Sarah Pierce (Kate Winslet) and Brad Adamson (Patrick Wilson) meet-cute while taking their children to the park. Neither of them is happily married: Sarah, an English Literature major who resents being reduced to a mother and housewife, has recently caught her husband Richard (Gregg Edelman) kinkily involved in a pseudo-affair with a Web mistress he frequently masturbates to; Richard is a stay-at-home dad who disappoints his political documentarian wife Kathy (Jennifer Connelly) because he can't pass the bar exam. Sarah and Brad kiss for the first time as a dare to enrage the nosy housewives at the playground. But neither of them can forget that kiss and they soon use their children as smokescreens to have an affair.
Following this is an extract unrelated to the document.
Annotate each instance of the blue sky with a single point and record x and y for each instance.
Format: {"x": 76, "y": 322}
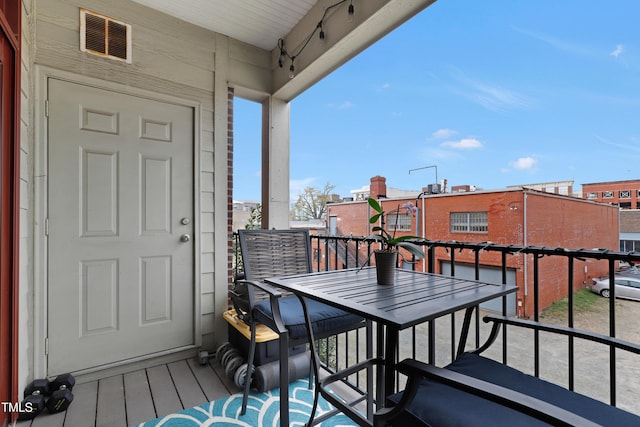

Field and cinematographer Antonio Calvache capture Sarah and Brad's fleeting love affair with elegance, bringing the same kind of subtle beauty to "Little Children" as they did in Field's powerful debut "In the Bedroom." An actor who appeared in Stanley Kubrick's "Eyes Wide Shut" and the short-lived, beloved ABC drama "Once & Again," Field wrought surprisingly wonderful work from his actors in his debut. Here Winslet is as remarkable as always, delicately depicting her character's resentment and desperation. Yet Winslet is far too beautiful for her role: Sarah is talked about as a dowdy woman who Brad would never leave his cold, hot wife for, something that's not believable given Winslet's irrepressible radiance. Meanwhile Wilson's Brad is a hollow man hollowly depicted and Connelly, in a barely existent role, has no chance to flesh out her thinly conceived character.
Besides being about adultery, "Little Children" is also a satire of suburban life and a thriller about the threat of a recently released pedophile. Both aspects transform "Little Children" from a competent domestic drama into an insulting catastrophe.
Perrotta has proved himself to be an adept satirist with "Election" and 2007's "Abstinence Teacher." The suburbs prove to be too hard of a target for Perrotta, however, most likely because it's so easy. Instead of examining the spiritual emptiness of life like the "Chekhov of the suburbs" John Cheever, Perrotta condescendingly portrays the housewives of his Massachusetts hamlet as cardigan-wearing harpies. The painful, unnecessary narration by Will Lyman besides expressing thoughts and emotions that should be subtext instead of text pointedly turns the women into an anthropological study to reward urban dwellers who wish to scoff at those foolish enough not to live in a city.
Far worse is the reactionary subplot about pedophile Ronald James McGorvey (former "Bad News Bear" Jackie Earle Haley). In many respects McGorvey is meant to be the film's raison d'κtre. The focus of the town, especially disgraced police officer Larry Hedges (Noah Emmerich), on McGorvey displays how quick people are to vilify one flawed man while indulging in their own faults. After all, the bigger threat to the Pierce and Adamson children are their respective inattentive parents and the threat of a collapsing family unit. Yet this smart metaphor doesn't work. Haley and the filmmakers portray McGorvey in the most sinister manner possible, turning him into a howling Nosferatu and momma's boy who masturbates in front of a suicidal woman on the first date. Field and Perrotta can't even keep the facts straight about him: early in the film it's reported that McGorvey will be sent back to prison if he comes within 100 yards of a playground or other facility where children frequent, yet he's frequently caught at playgrounds and even taken away by the police from a pool. The foolish housewives lament there's nothing they can do about it, even though the film says this is reason enough for him to go to jail.
This carelessness is indicative of a film that's too eager to wallow in hyperbole rather than realism, a movie that cares less about genuine emotion than it does about pandering to an audience of "To Catch a Predator" fans and elitist urbanites.